Mental illness also has little to no physical measurement. With the exception of mental illness caused by gross infection or endocrine disease, no clinical test exists for mental illness of any kind or degree. We functionally define mental illness based on a consensus-defined, subjective observational diagnoses. We train mental health professionals to diagnose mental illness by showing them a large number of patients with different degrees of apparent impairment and then saying, “we’ve agreed that this guy is crazy but this guy is not. If you see someone acting like the first guy, classify him as suffering from disease ‘X’ of degree ‘Y’.” Even attempts to use tests like the MMPI only correlate scores on the test with observational diagnoses of other people who took the test. Studies have shown that diagnoses both of disease and severity fluctuate significantly depending on both professional fads and available resources. Provide benefits for treating mental illness and suddenly you have a lot more of it.

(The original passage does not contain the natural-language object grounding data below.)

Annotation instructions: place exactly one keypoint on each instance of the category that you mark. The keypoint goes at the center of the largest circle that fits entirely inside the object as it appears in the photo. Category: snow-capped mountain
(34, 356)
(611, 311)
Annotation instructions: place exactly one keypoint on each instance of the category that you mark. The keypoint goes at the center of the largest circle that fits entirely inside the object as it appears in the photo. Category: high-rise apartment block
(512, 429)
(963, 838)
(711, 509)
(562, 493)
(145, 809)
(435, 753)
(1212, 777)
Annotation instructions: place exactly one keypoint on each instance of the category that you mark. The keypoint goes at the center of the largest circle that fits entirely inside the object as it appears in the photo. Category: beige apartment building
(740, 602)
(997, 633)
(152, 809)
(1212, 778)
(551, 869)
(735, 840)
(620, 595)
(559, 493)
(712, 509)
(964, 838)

We don’t at this time have any choice but to use observational diagnoses for mental health but this does present problems when debating public policy. For example, are we locking up large numbers of the mentally ill in prisons or do we define mental illness differently? If someone in prison is depressed is that normal or not? After all, they are in prison. If a region provides more mental health care, it will have more mental illness diagnoses. That means more people will have mental health records before incarceration. Does that mean more mentally ill people are locked up or that we moved the goal post? Have we changed the way we train the people making the diagnoses such that see problems that people before did not?
A great deal of table pounding and moral outrage gets expressed, supposedly in reaction to this or that statistic that purports to show some huge new problem about which something-must-be-done! Yet upon detailed examination we find that the statistic rests on quicksand. Change a minor assumption here or there and the “problem” disappears. We so desperately want to believe that we can measure, understand and correct problems that we do not ask the really hard questions about what we know and how accurately and precisely we know it.
You can’t measure speed and you can’t measure crazy.